2

Each of the "7-pack" search results here contains an address and a phone number for each entry down the right hand side thus:

enter image description here

For each, I want to extract (i) the address and (ii) the phone number. The problem is, here is how these elements are defined in HTML:

<div style="width:146px;float:left;color:#808080;line-height:18px"><span>Houston, TX</span><br><span>United States</span><br><nobr><span>(713) 766-6663</span></nobr></div>

So there is no class name, css selector, or id from which I can use a find_element_by*(), I won't know the link text, so I can't use find_element_by_partial_link_text(), and WebDriver does not provide a method for finding by style, as far as I am aware. How do we work around this? I need to reliably be able to extract the right data every time, for each search result, for varying queries.

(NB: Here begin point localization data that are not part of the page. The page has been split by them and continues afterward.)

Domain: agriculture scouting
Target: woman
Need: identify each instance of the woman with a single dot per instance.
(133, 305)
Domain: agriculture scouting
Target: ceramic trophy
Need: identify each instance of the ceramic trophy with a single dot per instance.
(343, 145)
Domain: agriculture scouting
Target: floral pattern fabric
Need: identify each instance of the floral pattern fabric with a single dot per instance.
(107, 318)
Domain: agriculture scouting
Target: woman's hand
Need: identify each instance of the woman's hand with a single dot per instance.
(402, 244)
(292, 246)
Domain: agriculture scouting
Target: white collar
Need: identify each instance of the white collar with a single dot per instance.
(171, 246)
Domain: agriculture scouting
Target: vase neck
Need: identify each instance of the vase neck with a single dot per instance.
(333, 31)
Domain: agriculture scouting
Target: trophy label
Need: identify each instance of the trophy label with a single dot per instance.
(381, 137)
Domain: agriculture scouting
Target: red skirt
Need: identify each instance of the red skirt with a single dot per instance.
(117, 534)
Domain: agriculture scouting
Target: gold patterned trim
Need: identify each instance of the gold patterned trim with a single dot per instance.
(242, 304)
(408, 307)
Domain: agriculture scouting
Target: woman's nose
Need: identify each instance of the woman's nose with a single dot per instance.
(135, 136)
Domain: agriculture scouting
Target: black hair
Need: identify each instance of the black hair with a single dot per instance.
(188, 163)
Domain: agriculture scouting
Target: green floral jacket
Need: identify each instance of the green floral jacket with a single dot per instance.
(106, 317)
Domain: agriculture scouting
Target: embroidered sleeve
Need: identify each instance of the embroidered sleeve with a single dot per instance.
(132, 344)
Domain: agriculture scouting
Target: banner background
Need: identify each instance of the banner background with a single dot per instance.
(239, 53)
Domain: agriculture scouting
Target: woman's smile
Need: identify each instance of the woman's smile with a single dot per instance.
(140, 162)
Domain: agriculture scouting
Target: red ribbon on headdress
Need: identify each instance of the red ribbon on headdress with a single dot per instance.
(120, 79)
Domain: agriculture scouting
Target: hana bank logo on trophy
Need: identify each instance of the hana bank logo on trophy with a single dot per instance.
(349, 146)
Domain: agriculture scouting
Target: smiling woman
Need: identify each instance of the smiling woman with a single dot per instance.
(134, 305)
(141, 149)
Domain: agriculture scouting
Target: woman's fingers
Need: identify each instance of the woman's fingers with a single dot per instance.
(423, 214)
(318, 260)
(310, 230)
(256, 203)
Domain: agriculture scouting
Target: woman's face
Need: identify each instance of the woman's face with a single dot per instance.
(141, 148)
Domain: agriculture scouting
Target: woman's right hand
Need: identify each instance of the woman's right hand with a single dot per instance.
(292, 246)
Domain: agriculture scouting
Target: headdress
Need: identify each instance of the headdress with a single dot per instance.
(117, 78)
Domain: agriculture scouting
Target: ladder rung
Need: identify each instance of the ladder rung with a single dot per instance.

Language binding to WebDriver is Python.

Pyderman
  • 14,809
  • 13
  • 61
  • 106
  • I could use find_element_by_xpath("id('lclbox')/div/div[i]/div/div[2]/div[3]").text and iterate over i, but this feels rather unwieldy, not to mention brittle. – Pyderman Jun 26 '15 at 14:31

1 Answers1

4

There are at least two key things you can rely on: the container box with id="lclbox" and elements with class="intrlu" corresponding to each result item.

How to extract the address and a phone number from each result item can vary, here is one option (definitely, not beautiful) involving locating the phone number via regex check of each span element text:

import re

from selenium.webdriver.common.by import By
from selenium.webdriver.support.ui import WebDriverWait
from selenium.webdriver.support import expected_conditions as EC
from selenium import webdriver


driver = webdriver.Chrome()
driver.get('https://www.google.com/?gws_rd=ssl#q=plumbers%2Bhouston%2Btx')

# waiting for results to load
wait = WebDriverWait(driver, 10)
box = wait.until(EC.visibility_of_element_located((By.ID, "lclbox")))

phone_re = re.compile(r"\(\d{3}\) \d{3}-\d{4}")

for result in box.find_elements_by_class_name("intrlu"):
    for span in result.find_elements_by_tag_name("span"):
        if phone_re.search(span.text):
            parent = span.find_element_by_xpath("../..")
            print parent.text
            break
    print "-----"

I'm pretty sure it can be improved, but hope it would give you a starting point. Prints:

Houston, TX
(713) 812-7070
-----
Houston, TX
(713) 472-5554
-----
6646 Satsuma Dr
Houston, TX
(713) 896-9700
-----
1420 N Durham Dr
Houston, TX
(713) 868-9907
-----
5630 Edgemoor Dr
Houston, TX
(713) 665-5890
-----
5403 Kirby Dr
Houston, TX
(713) 224-3747
-----
Houston, TX
(713) 385-0349
-----
alecxe
  • 462,703
  • 120
  • 1,088
  • 1,195